9. CIP (Carriage and Insurance Paid To)
Explanation:
CIP (Carriage and Insurance Paid To) is similar to CPT, but in addition to paying for the transportation costs, the seller is also required to purchase insurance to cover the buyer’s risk during transit. The seller arranges and pays for insurance that covers the goods until they reach the final destination. However, like CPT, the risk transfers to the buyer once the goods are handed over to the carrier.
Example:
You’re purchasing electronic components from a supplier in Japan. Under CIP, the Japanese seller arranges and pays for transportation and insurance to cover the shipment to your destination in the U.K. Once the goods are handed over to the carrier in Japan, the risk transfers to you, but you’re protected by the insurance that the seller has arranged.
Tips for Buyers:
- Best For Buyers who want the seller to arrange transportation and insurance, ensuring protection during transit.
- Newbie Advice: CIP is a great option for beginners because it includes insurance coverage. However, make sure to understand the terms of the insurance and how much protection it offers to avoid unexpected gaps in coverage.
10. FAS (Free Alongside Ship)
Explanation:
FAS (Free Alongside Ship) means that the seller is responsible for delivering the goods to the port and placing them alongside the vessel.

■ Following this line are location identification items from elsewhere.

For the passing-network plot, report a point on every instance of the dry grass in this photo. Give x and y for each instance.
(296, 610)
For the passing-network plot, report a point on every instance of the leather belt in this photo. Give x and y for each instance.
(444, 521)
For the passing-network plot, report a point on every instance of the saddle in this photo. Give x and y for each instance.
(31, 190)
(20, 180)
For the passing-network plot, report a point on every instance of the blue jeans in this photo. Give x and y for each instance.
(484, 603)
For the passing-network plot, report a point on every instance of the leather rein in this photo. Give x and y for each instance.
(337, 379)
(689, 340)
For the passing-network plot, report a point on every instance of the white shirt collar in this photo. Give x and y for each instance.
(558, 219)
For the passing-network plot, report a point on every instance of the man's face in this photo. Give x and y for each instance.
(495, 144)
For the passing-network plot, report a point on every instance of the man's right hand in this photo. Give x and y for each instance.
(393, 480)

The buyer assumes all costs and risks from the moment the goods are placed alongside the ship, including loading, shipping, insurance, and further transportation.
Example:
Let’s say you’re importing raw materials from a supplier in Egypt. Under FAS terms, the Egyptian supplier transports the goods to the port in Alexandria and places them alongside the ship. Once the goods are at the port and ready for loading, the responsibility and cost transfer to you.
Tips for Buyers:
- Best For Buyers who have established relationships with shipping companies and want to take control of the sea transport process.

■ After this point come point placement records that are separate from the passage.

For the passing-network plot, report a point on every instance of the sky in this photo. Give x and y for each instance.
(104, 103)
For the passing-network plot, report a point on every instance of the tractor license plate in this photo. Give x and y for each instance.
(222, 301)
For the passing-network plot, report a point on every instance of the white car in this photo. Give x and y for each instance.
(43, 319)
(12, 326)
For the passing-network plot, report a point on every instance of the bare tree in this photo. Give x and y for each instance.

- Newbie Advice: FAS is mainly used for sea freight and places significant responsibility on the buyer. As a beginner, it’s important to ensure that you have a reliable shipping partner who can handle loading and transportation after the goods are placed alongside the vessel.

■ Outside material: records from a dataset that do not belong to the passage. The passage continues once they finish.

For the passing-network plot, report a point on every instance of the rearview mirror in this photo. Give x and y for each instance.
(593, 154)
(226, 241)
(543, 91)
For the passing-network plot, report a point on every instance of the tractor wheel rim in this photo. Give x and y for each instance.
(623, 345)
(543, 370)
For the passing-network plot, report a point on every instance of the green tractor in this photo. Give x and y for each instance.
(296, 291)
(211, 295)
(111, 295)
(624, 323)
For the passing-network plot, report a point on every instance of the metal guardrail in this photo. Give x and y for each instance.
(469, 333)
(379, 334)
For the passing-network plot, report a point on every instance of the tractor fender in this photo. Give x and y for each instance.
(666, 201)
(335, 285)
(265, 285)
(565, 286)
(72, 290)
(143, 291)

11. DAT (Delivered at Terminal)
Explanation:
Under DAT (Delivered at Terminal), the seller is responsible for delivering the goods to a specific terminal at the destination. The terminal could be a port, airport, or logistics hub. Once the goods arrive at the terminal and are unloaded, the risk transfers to the buyer, who is then responsible for any additional transportation or customs costs.
Example:
You’re purchasing construction materials from a supplier in Germany. The seller agrees to deliver the goods to a terminal in New York. Under DAT, the German supplier handles all the shipping and unloading at the terminal, but once the materials are unloaded, the responsibility for any further transportation to your job site falls on you.
Tips for Buyers:
- Best For Buyers who want the seller to handle transportation and unloading at a specific terminal but are prepared to manage transportation beyond the terminal.
- Newbie Advice: DAT simplifies the shipping process because the seller handles both transport and unloading. However, be prepared to arrange for transportation from the terminal to your final destination and take care of any customs clearance.
Conclusion
Shipping terms, or Incoterms, play a crucial role in international trade, defining the responsibilities of both buyers and sellers when it comes to transportation, costs, and risks. For beginner buyers, understanding these 11 key terms—such as EXW, FOB, CIF, DDP, and others—can help you navigate the complexities of shipping with confidence. By choosing the right shipping term, you can minimize risks, avoid unexpected costs, and ensure that your goods reach their destination efficiently and securely.
Summary:
Understanding Incoterms like EXW, FOB, and CIF can drastically improve your ability to handle international shipping. By knowing who is responsible for what, you can minimize risks, control costs, and ensure smoother transactions in global trade.